Why the Year 2026 Will Be a Year Like No Other for India's Solar Observation Mission

Solar activity visualization
A massive solar eruption is several times larger than Earth

Regarding Aditya-L1, 2026 is expected to be like no other.

It's the first time the spacecraft – which was placed in orbit recently – can observe the Sun when it reaches the peak of its solar cycle.

According to research, it comes approximately every 11 years as the Sun's polarity reverses – the Earth equivalent would be the planet's poles swapping positions.

It's a time marked by intense activity. It sees the Sun transition from peaceful to violent and is marked by a huge increase in the frequency of solar eruptions and massive solar flares – enormous clouds of fire that erupt of the Sun's outermost layer.

Composed of ionized particles, a coronal mass ejection can weigh of billions of tons and can attain a speed exceeding 2,000 miles per second. It can head out toward various directions, even toward the Earth. At top speed, the journey takes a CME 15 hours to cover the 150 million km Earth-Sun distance.

"During typical or quiet periods, the Sun emits a few solar eruptions daily," says an astrophysics expert. "Next year, we expect there will be 10 or more daily."

Researching CMEs ranks among the key scientific objectives for the Indian maiden solar mission. Firstly, because the ejections provide an opportunity to study the star in the center of our solar system, and secondly, since events that take place on the Sun endanger systems on Earth and in space.

Aurora display
The aurora borealis illuminated the night sky over the US last autumn

Impacts on Earth and Orbital Systems

CMEs seldom present a direct threat to human life, but they do affect our planet through generating magnetic disturbances affecting conditions in Earth's vicinity, where about thousands of spacecraft, comprising many from India, are stationed.

"The most spectacular manifestations from solar eruptions include northern lights, being a clear example that solar particles from Sun journey toward our planet," the expert explains.

"However, they may make all the electronics aboard spacecraft fail, disable power grids and disrupt meteorological and telecom spacecraft."

Historical Solar Events

  • The strongest solar storm ever recorded occurred during the Carrington Event which knocked out communication systems across the globe
  • During 1989, sections of Canadian electrical network was knocked out, affecting six million people in darkness for nine hours
  • In November 2015, solar activity disrupted flight operations, leading to chaos across Scandinavia and some other European air hubs
  • Recently in 2022, an ejection caused 38 commercial satellites being lost

If we are able to observe what happens in the solar atmosphere and spot solar activity or solar eruption in real time, measure its heat at the source and track its path, this serves as a forewarning to shut down power grids and spacecraft and move them to safety.

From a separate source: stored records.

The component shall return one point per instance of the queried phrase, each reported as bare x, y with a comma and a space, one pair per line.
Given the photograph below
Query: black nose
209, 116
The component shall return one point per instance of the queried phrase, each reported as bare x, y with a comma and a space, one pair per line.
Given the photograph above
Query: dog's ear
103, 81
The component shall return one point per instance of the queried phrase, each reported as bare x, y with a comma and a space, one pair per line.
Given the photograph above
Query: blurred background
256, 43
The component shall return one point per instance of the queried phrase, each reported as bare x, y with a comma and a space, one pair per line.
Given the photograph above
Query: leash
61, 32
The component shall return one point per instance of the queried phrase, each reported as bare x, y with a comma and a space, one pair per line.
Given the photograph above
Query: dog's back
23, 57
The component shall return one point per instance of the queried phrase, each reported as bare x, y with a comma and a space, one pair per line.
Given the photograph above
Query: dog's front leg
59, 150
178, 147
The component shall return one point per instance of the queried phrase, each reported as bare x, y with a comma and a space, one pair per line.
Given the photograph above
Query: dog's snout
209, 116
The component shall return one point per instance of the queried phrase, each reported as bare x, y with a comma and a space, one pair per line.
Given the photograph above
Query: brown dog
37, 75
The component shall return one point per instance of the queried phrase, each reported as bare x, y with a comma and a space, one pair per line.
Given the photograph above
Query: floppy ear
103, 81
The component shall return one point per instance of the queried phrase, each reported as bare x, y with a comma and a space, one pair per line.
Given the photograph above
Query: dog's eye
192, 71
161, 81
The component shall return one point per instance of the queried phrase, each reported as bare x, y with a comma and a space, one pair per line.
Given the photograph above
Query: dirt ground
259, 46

Solar corona during eclipse
The solar atmosphere can be seen when the Moon blocks the Sun from our perspective

Aditya-L1's Unique Advantage

While other space observatories observing the Sun, Aditya-L1 holds an edge compared to rivals regarding watching the corona.

"Aditya-L1's coronagraph has perfect dimensions that lets it effectively simulate the Moon, fully covering the solar disk permitting an uninterrupted view of almost all solar atmosphere 24 hours a day, throughout the year, even during solar events," notes the expert.

Essentially, the coronagraph functions as an artificial Moon, blocking the Sun's bright surface allowing scientists continuously observe its faint outer corona – a feat natural eclipses provide only during eclipses.

Additionally, this is the only mission that can study eruptions using optical wavelengths, letting it measure a CME's temperature and thermal output – crucial data that show the intensity a CME would be when traveling toward Earth.

Readiness for Maximum Activity

To prepare for next year's solar maximum, scientists worked together to study information gathered from one of the largest solar eruption that Aditya-L1 has recorded until now.

This event began on 13 September 2024 during early hours. The eruption's weight was 270 million tonnes – for comparison that struck the ship was 1.5 million tonnes.

At origin, its temperature reached extreme levels and the energy content comparable to millions of tons of explosives – in comparison nuclear weapons on Hiroshima and Nagasaki were 15 kilotons and 21 kilotons each.

Although these figures make it sound incredibly large, the expert describes it as a "medium-sized" one.

The space rock that eliminated prehistoric life on our planet was 100 million megatons and during the Sun's maximum activity cycle, we could see CMEs with energy content matching even more than that.

"In my view this eruption we evaluated to have occurred when the Sun of typical solar activity. This establishes the benchmark for future comparison to evaluate what to expect when the maximum activity cycle arrives," he states.

"The learnings gained will help us work out protective measures to be adopted to protect satellites in orbit. Additionally, they'll aid achieving deeper knowledge of near-Earth space," he concludes.

Martha Martinez
Martha Martinez

Mira Chen is a tech journalist and futurist specializing in emerging technologies and their societal impacts, with over a decade of experience.